Однако шекспироведы обычно бывают более осторожны в трактовках, нежели театральные режиссеры, и как минимум два исторических факта не позволяют однозначно истолковать эмоциональный накал этой сцены между Себастьяном и Антонио в качестве свидетельства гомосексуальных отношений. Во-первых, история сексуальности свидетельствует о том, что до XVIII века не существовало понятия устойчивой ориентации, будь то гомо- или гетеро­сексуальная (возможно, наш век возвращается к этой традиции скептицизма). «Делать» в данном случае не означало «быть»: если мужчина спал с другим мужчиной, это расценивалось как отдельный биографический эпизод, но не постоянный признак. Историки уверяют, что бинарные модели сексуальности, а также идентичности, определяемой половым поведением, возникли уже после эпохи Возрождения. Таким образом, во времена Шекспира не было «геев» в привычном для нас понимании. Во-вторых, важный исторический момент — это высокая ценность, которая приписывалась мужской дружбе на заре Нового времени. За гуманистическими идеалами дружбы стояла долгая традиция, восходившая к Цицерону; дружеский союз превозносился в выражениях, которые в наши дни скорее использовались бы для описания гетеросексуального брака. С точки зрения философа Мишеля де Монтеня, приземленная обыденность супружества не идет ни в какое сравнение с духовной близостью друзей-мужчин. Монтень называет брак «сделкой, которая бывает добровольной лишь в тот момент, когда ее заключают (ибо длительность ее навязывается нам принудительно и не зависит от нашей воли), и, сверх того, сделкой, совершаемой обычно совсем в других целях». В дружбе, напротив, он видит «возвышенный союз», «духовную близость и единение» душ, «прочную и длительную связь». Можно вспомнить и небольшой анонимный памфлет о дружбе, написанный, очевидно, с целью распространить этот идеал за пределами культурной элиты: в нем друг характеризовался как alter ego, то есть другое «я». Шекспир обращается к этой культурной традиции в нескольких комедиях (см. также ) и прежде всего в двух пьесах, где само название подсказывает, что главная тема — не романтическая любовь, а мужская дружба: «Два веронца» и «Два знатных родича» (последняя написана в соавторстве с Джоном Флетчером).

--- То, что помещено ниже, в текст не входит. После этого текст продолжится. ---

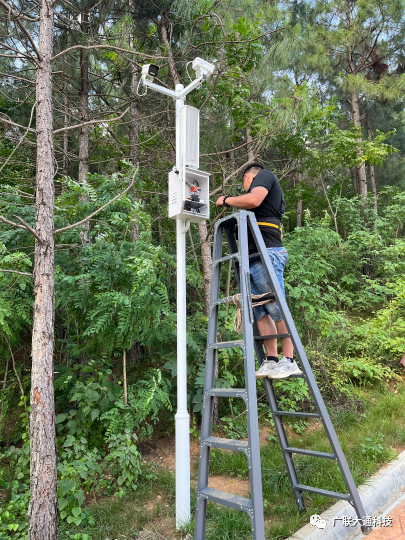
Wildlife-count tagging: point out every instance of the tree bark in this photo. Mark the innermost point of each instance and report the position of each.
(373, 184)
(249, 141)
(84, 161)
(43, 507)
(134, 125)
(166, 40)
(65, 160)
(206, 262)
(299, 212)
(135, 351)
(361, 169)
(299, 203)
(124, 373)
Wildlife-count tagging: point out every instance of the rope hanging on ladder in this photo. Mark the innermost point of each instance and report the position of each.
(237, 321)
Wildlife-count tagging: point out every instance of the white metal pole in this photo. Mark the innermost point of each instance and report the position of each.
(182, 419)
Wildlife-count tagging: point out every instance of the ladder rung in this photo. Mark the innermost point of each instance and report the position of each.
(226, 258)
(227, 499)
(274, 336)
(297, 414)
(227, 392)
(226, 300)
(227, 344)
(324, 492)
(309, 453)
(226, 444)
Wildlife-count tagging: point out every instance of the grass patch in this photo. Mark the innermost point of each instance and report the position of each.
(368, 438)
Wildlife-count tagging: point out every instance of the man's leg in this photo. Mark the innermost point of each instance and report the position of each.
(286, 343)
(267, 327)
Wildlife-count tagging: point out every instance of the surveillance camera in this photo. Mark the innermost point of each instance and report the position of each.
(149, 72)
(202, 68)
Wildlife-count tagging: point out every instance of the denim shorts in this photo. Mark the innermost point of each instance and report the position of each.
(260, 284)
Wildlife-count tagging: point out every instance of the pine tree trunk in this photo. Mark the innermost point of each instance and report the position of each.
(43, 508)
(134, 133)
(249, 141)
(373, 184)
(361, 169)
(65, 160)
(170, 60)
(135, 351)
(84, 161)
(206, 262)
(299, 203)
(299, 212)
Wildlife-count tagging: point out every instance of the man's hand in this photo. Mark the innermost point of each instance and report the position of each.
(220, 200)
(247, 201)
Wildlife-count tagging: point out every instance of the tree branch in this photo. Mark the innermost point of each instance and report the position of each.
(100, 209)
(15, 373)
(14, 13)
(29, 229)
(91, 122)
(21, 140)
(15, 272)
(16, 18)
(110, 47)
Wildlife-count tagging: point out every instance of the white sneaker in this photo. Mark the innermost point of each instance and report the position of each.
(266, 368)
(293, 369)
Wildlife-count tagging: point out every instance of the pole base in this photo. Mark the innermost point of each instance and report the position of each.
(182, 423)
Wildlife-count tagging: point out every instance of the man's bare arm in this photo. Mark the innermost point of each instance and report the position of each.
(247, 201)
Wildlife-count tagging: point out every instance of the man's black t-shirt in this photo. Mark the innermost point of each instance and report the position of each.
(271, 208)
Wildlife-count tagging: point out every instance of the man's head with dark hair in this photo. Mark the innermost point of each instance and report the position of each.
(249, 173)
(254, 167)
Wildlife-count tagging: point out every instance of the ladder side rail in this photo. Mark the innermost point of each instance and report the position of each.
(313, 387)
(233, 248)
(209, 380)
(279, 424)
(256, 493)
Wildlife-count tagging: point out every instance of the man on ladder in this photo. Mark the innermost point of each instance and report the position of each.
(265, 198)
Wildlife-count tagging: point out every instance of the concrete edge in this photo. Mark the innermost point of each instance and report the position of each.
(374, 494)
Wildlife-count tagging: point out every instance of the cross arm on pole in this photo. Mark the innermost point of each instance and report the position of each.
(159, 88)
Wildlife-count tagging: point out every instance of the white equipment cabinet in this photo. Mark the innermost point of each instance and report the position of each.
(188, 186)
(189, 198)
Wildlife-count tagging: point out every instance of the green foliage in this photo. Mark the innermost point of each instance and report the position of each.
(372, 448)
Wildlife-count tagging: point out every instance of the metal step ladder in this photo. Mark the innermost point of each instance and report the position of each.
(250, 344)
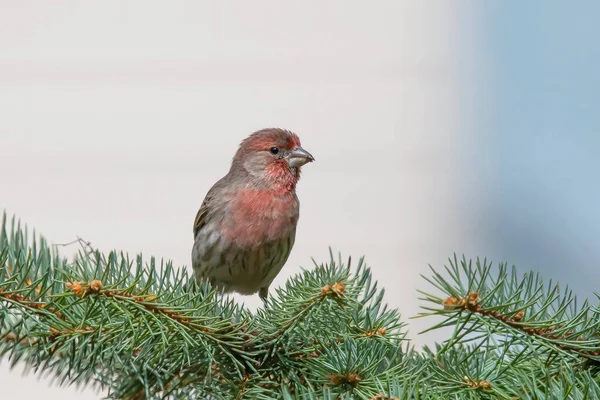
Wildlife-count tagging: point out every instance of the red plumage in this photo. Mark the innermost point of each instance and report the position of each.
(246, 226)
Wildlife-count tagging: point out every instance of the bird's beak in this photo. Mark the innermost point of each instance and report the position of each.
(298, 157)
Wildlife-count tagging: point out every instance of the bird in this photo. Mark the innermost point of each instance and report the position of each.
(245, 228)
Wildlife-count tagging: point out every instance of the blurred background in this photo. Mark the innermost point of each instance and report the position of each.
(438, 127)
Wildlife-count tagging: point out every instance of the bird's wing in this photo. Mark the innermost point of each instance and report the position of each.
(211, 201)
(200, 220)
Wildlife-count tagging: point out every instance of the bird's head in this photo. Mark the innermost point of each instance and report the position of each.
(272, 157)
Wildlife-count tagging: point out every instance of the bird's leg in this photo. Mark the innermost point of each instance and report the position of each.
(263, 293)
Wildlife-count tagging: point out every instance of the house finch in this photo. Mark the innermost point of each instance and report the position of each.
(246, 226)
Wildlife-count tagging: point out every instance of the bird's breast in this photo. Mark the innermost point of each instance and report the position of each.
(256, 217)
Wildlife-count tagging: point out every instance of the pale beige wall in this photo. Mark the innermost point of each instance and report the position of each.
(116, 118)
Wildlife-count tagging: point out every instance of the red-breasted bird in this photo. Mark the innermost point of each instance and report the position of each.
(246, 226)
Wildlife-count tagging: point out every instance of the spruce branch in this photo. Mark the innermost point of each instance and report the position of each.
(144, 329)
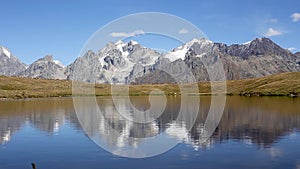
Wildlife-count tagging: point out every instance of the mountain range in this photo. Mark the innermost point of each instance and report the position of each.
(129, 62)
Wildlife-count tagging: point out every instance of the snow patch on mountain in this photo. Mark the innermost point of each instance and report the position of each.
(6, 52)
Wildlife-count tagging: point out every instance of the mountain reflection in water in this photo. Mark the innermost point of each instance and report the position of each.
(257, 120)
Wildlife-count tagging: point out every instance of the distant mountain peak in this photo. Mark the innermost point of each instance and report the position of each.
(9, 64)
(5, 51)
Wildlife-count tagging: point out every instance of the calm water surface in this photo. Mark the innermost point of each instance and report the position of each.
(257, 132)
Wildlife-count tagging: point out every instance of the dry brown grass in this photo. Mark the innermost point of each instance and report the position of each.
(17, 87)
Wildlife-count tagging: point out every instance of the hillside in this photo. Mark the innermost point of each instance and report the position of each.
(280, 84)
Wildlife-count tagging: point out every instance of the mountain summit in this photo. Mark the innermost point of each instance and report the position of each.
(130, 62)
(9, 64)
(45, 68)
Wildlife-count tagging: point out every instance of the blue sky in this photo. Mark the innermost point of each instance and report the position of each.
(34, 28)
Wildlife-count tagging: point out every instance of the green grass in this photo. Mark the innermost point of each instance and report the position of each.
(275, 85)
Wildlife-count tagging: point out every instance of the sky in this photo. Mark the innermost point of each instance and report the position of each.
(32, 29)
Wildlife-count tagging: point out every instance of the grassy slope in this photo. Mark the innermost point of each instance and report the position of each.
(280, 84)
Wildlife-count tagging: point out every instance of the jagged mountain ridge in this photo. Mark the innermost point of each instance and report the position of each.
(9, 64)
(45, 68)
(257, 58)
(129, 62)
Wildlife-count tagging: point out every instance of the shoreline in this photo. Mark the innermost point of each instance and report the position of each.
(284, 84)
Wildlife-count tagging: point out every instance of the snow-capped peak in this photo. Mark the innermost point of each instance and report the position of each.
(247, 43)
(58, 63)
(6, 51)
(179, 53)
(133, 42)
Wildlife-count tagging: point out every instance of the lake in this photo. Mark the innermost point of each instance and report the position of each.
(254, 132)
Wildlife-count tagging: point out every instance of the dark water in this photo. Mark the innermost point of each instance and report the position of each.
(257, 132)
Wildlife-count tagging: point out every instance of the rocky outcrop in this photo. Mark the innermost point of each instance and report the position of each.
(45, 68)
(9, 64)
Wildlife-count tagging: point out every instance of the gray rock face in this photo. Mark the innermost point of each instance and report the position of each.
(45, 68)
(9, 64)
(197, 60)
(117, 63)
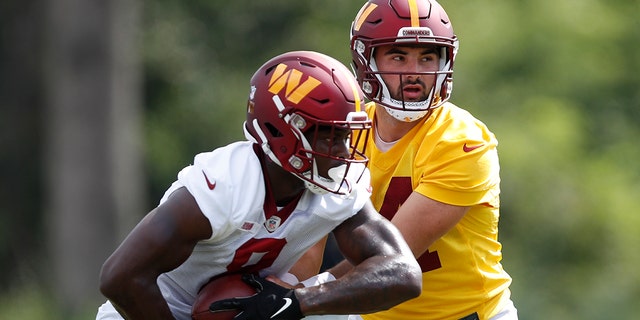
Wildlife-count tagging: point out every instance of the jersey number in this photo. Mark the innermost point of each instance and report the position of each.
(256, 254)
(397, 193)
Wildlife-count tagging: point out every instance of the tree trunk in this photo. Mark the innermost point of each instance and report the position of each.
(93, 149)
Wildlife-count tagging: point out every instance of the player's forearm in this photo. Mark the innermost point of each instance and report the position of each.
(374, 285)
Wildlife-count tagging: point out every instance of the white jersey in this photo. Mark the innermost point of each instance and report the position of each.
(249, 233)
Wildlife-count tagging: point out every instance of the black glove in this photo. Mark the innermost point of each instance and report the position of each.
(271, 302)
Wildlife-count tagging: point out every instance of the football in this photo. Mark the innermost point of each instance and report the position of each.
(219, 288)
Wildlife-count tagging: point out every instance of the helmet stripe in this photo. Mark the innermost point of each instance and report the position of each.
(354, 88)
(413, 11)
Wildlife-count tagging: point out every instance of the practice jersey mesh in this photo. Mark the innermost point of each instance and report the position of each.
(450, 157)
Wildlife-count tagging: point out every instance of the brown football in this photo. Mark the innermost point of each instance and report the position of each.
(219, 288)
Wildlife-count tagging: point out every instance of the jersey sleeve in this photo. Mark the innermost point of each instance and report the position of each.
(227, 185)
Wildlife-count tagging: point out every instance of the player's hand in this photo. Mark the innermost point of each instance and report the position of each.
(271, 302)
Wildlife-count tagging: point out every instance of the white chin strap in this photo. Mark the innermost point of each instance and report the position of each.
(341, 182)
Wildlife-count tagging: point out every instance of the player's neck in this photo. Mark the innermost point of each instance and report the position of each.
(285, 187)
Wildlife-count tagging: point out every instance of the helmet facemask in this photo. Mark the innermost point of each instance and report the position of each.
(295, 100)
(342, 171)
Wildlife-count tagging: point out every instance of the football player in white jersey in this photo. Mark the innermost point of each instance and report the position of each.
(254, 207)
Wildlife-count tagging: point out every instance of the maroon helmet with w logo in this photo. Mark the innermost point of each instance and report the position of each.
(291, 98)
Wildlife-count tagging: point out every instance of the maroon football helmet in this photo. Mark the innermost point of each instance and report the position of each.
(402, 22)
(300, 91)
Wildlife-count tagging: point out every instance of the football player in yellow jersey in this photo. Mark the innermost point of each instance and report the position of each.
(434, 167)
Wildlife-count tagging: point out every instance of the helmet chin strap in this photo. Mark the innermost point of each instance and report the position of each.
(264, 143)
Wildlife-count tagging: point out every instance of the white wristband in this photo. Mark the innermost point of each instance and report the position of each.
(318, 279)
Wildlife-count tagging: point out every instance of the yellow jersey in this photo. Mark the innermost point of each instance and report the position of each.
(449, 157)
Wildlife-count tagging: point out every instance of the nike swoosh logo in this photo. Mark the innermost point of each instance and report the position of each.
(465, 148)
(287, 303)
(209, 184)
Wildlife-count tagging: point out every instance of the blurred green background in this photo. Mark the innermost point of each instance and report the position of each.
(103, 102)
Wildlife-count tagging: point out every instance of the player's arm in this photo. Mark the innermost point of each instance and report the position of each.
(422, 221)
(162, 241)
(384, 275)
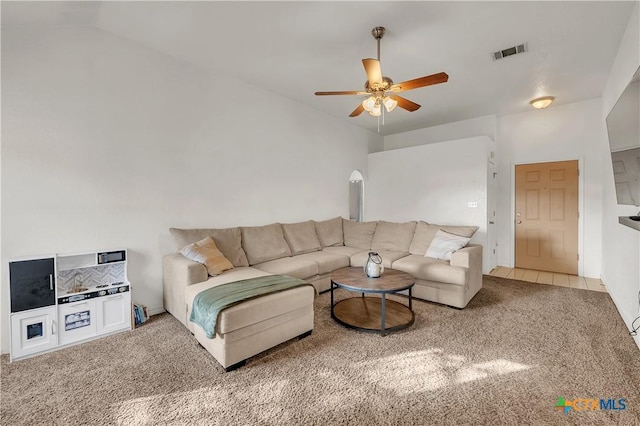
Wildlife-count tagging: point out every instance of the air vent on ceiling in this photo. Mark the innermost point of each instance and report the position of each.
(521, 48)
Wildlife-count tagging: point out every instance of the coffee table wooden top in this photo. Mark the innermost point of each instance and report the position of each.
(353, 278)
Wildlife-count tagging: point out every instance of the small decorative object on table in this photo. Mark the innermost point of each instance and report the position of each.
(373, 268)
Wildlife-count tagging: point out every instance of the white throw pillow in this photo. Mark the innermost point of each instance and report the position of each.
(444, 244)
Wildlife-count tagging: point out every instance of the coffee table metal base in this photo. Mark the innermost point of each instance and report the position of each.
(372, 314)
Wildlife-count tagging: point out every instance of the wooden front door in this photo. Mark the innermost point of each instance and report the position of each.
(547, 216)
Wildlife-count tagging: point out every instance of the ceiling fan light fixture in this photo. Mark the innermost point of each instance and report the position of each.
(369, 103)
(389, 104)
(541, 103)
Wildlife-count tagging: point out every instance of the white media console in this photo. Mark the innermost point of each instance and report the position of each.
(65, 299)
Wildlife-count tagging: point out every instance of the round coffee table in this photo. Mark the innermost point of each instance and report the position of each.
(372, 314)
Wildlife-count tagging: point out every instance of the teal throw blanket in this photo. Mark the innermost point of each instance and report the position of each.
(208, 304)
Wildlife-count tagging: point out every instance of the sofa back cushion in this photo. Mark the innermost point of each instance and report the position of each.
(301, 237)
(358, 234)
(330, 232)
(264, 243)
(228, 240)
(425, 232)
(393, 236)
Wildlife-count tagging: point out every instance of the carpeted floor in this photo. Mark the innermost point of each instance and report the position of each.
(505, 359)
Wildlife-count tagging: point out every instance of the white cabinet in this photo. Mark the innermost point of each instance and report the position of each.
(113, 313)
(33, 331)
(76, 321)
(66, 299)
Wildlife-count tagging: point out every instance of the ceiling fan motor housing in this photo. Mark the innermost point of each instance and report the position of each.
(377, 32)
(386, 84)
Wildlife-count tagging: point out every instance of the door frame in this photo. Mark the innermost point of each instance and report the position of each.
(512, 204)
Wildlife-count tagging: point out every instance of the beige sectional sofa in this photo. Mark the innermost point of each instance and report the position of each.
(309, 251)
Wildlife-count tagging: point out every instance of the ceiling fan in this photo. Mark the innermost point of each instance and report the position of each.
(382, 90)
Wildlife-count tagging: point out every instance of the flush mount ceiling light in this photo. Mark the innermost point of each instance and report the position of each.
(543, 102)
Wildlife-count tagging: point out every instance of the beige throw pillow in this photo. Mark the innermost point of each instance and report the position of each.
(425, 232)
(330, 232)
(301, 237)
(358, 234)
(264, 243)
(445, 244)
(228, 240)
(206, 252)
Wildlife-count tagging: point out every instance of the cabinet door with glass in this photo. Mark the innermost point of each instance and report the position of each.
(33, 331)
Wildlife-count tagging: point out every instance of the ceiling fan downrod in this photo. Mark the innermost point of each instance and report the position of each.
(378, 33)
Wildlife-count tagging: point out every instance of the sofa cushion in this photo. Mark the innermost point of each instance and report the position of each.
(326, 260)
(358, 234)
(228, 241)
(264, 243)
(393, 236)
(343, 250)
(330, 232)
(301, 237)
(293, 266)
(426, 231)
(428, 269)
(387, 256)
(206, 252)
(444, 244)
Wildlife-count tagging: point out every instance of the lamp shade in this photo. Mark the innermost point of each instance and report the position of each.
(369, 103)
(376, 111)
(389, 104)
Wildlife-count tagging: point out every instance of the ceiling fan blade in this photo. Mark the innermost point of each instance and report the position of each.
(441, 77)
(405, 103)
(356, 112)
(348, 92)
(374, 72)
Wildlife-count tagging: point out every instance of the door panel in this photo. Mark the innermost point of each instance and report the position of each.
(32, 284)
(547, 216)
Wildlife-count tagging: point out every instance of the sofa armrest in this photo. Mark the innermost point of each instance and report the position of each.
(178, 272)
(467, 257)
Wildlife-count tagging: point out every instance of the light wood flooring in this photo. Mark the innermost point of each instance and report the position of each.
(550, 278)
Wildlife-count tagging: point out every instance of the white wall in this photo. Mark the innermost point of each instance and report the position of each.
(479, 126)
(108, 144)
(433, 183)
(621, 245)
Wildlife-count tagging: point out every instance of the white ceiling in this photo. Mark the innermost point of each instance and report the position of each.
(297, 48)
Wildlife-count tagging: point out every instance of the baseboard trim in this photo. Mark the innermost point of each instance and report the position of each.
(627, 320)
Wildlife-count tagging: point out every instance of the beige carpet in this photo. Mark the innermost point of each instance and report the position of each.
(505, 359)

Итак, Антонио и Себастьян — просто близкие друзья. Наверное. Однако слова Антонио «Ты дорог мне» (I do adore thee so) (II, 1) дышат неожиданно страстным пылом. Глагол adore («обожать, поклоняться, обожествлять») появляется затем в подложном письме Оливии к Мальвольо, где употреблен в контексте эротической любви («Могла б командовать я страстью» (II, 5)), и в ностальгическом вздохе сэра Эндрю Эгьючийка: «Меня однажды тоже обожали» (II, 3). (Шекспир с удивительным мастерством подбирает мелкие штрихи, благодаря которым даже проходные и эпизодические персонажи обретают живое, эмоциональное измерение.) Сэр Тоби использует тот же глагол, когда хвастается, что в него влюблена Мария. Беглого взгляда на контексты этого слова в творчестве Шекспира — при помощи онлайн-поиска или сводного словоуказателя — достаточно, чтобы заметить у глагола adore две устойчивые коннотации: религиозного поклонения или страстной романтической любви. Итак, в словах Антонио скорее слышится eros, чем philia — греческие термины очень полезны, когда нужно отличить эротическую любовь от нежной дружбы. Некоторые критики считают самоочевидным, что Себастьян не отвечает и не может ответить ему взаимностью. Возможно, их трактовка вызвана несколько наивным убеждением, что мужчина, который охотно связывает жизнь с женщиной, не может в то же время желать другого мужчину. Однако в самой пьесе столь твердой уверенности, кажется, нет.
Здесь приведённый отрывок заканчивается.